The Parliamentary Assembly of the Council of Europe is scheduled to vote on 25 June on a different report, also very critical and accurate. If it passes, a different monitoring regime would be established to ensure that Hungary remains a rights-protecting constitutional democracy. But here, too, the vote is expected to be very close. (...)
The Hungarian government desperately wants to avoid sanctions from Europe. It will therefore appear to tinker endlessly with its laws in order to give the impression that it is still in a “dialogue” with European bodies. But by now, Europe should see what the Hungarian government is doing. The government has made small adjustments to the laws before, attempting to fool Europe again and again into thinking that Hungary is a reasonable partner that shares European values. But appearances are deceiving. Fidesz knows that if it can just stay a step ahead of Europe by proposing one legal change after another, triggering one more earnest European evaluation after another, it can avoid the day of reckoning.

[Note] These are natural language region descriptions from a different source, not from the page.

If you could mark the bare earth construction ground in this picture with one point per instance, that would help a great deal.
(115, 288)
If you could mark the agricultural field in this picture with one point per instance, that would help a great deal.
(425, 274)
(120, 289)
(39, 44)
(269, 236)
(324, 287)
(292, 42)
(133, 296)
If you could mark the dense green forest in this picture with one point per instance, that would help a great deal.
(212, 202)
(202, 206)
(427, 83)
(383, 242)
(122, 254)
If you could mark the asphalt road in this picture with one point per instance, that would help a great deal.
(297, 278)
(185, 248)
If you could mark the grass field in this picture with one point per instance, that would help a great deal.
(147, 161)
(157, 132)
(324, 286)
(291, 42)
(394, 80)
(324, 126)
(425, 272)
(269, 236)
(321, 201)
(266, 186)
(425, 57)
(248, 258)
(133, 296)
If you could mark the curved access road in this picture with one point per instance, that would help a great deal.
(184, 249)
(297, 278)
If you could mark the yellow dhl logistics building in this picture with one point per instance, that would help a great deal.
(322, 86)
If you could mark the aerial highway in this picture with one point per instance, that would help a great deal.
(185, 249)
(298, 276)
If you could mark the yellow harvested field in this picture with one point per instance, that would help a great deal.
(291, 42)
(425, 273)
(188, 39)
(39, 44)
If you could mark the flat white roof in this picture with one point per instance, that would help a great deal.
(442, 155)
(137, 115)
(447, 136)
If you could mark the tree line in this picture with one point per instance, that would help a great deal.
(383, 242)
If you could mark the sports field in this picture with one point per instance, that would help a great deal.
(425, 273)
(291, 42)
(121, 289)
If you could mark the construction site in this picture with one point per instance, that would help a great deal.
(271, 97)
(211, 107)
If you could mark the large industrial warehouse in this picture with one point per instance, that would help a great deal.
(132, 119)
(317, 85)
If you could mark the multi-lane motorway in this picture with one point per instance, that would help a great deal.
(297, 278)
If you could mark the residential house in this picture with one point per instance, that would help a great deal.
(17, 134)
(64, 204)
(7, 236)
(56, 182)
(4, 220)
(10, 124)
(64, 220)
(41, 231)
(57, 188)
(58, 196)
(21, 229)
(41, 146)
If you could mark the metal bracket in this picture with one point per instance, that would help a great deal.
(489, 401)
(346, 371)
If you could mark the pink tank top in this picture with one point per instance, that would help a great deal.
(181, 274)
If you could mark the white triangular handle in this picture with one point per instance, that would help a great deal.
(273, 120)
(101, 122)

But Europe should see by now that the Fidesz inner circle is full of “belts and suspenders” kinds of guys. They love redundancies. Altering clauses here and there in the giant legal edifice that Fidesz has constructed may appear to respond to Europe’s complaints. But the changes Fidesz has made in the past were only for show and there is every reason to suspect that the same is true again. They have let nothing important slip from their control. At some point, Europe will have to stop accepting the Hungarian government’s endless minor proposals and realize that Fidesz has no intention of releasing its iron grip on power without a much bigger fight.”